The great dome of Aachen Cathedral above its altar is octagonal, as Charlemagne placed special significance on that particular number, which appears frequently in the Holy Bible. In fact, it was charged with symbolism in the Christian world during medieval times. It is interesting to note that an octagon can be made by drawing two intersecting squares within a circle. While the circle represents the eternity of God, the square represents the secular world. The four corners represent the four directions to heaven, as well as the four characteristics of man.
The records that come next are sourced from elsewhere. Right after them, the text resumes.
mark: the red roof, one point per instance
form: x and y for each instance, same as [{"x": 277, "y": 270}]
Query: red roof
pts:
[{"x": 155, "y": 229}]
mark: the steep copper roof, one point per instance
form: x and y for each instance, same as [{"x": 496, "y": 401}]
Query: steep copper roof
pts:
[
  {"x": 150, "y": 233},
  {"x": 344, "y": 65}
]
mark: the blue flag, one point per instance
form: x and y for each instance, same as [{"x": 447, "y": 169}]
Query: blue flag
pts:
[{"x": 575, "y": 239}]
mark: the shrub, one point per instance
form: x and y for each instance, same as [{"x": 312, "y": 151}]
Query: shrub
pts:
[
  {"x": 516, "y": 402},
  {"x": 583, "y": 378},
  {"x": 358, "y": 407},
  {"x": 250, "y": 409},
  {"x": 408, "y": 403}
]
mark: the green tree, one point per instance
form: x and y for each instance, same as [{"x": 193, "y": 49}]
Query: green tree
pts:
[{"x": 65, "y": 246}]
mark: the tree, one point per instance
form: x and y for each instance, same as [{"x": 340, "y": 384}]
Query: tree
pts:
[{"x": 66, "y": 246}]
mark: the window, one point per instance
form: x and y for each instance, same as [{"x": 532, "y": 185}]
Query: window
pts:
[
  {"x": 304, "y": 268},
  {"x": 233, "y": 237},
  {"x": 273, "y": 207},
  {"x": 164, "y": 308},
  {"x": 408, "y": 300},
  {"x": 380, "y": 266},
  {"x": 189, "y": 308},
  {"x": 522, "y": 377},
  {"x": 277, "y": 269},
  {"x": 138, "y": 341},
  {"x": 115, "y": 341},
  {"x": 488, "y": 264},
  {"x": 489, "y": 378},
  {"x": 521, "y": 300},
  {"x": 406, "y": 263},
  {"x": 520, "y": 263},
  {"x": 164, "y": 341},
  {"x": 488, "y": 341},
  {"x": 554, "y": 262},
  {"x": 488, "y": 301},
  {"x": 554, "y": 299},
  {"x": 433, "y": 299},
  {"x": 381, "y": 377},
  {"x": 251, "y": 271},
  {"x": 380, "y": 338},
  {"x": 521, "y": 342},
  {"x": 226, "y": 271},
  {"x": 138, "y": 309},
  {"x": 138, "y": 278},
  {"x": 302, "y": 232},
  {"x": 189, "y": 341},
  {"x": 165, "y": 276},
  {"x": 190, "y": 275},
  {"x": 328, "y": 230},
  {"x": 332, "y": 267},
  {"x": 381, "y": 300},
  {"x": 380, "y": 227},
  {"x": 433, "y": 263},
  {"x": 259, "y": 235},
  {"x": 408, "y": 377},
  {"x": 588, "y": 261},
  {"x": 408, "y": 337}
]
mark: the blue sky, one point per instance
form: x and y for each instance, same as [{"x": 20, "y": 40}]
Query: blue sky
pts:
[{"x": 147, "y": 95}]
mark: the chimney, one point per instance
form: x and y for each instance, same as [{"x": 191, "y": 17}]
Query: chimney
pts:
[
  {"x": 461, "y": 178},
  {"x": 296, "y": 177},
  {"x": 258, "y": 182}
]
Charlemagne saw the number eight as symbolizing the power of the Franks and the Roman Empire, the ruler of both the secular and religious worlds.
The Cathedral was built in the form of an octagon with the choir and chapels and the octagon takes the core position of the cathedral. It is decorated with golden mosaic pictures with the God and twenty four Ancients around Him. Apart from that the interior is also decorated with fascinating statues and the grave of Charlemagne, marked by a stone slab over which hangs a huge bronze chandelier presented by Frederick I Barbarossa in 1168. The chandelier is inscribed with a dedication to Mary from Barbarossa and his wife Beatrix. The high altar and the Imperial throne are located on the upper circuit of the Palatine Chapel in an octagonal side room. An octagonal drum, with window openings rises, is located above the arches of the gallery and is crowned with a cupola. Much later, a Gothic Coir was built to the east of the octagon between 1355 and 1414.
There are two golden shrines elevated inside glass boxes in the Gothic choir. The one closest to the Octagon is the Shrine of the Virgin Mary or Marian Shrine (1238) and the one in the back is the Shrine of Charlemagne (1215). The Shrine of the Virgin Mary contains the Four Great Relics of Aachen, which include the shroud of the Blessed Virgin, the God’s loincloth, the Jesus’ swaddling band and the cloth on which the head of St John was placed after his beheading.
The city of Aachen, including its famed cathedral, was heavily damaged during World War II, when the choir hall, the Neo-Gothic altar, a large part of the cloister and the Holiness Chapel were completely destroyed. Reconstruction and restoration process continued intermittently for a prolonged period, which finally took more than 30 years to complete.
Aachen Cathedral became the first ever German cultural monument to be added to the UNESCO World Heritage List in 1978.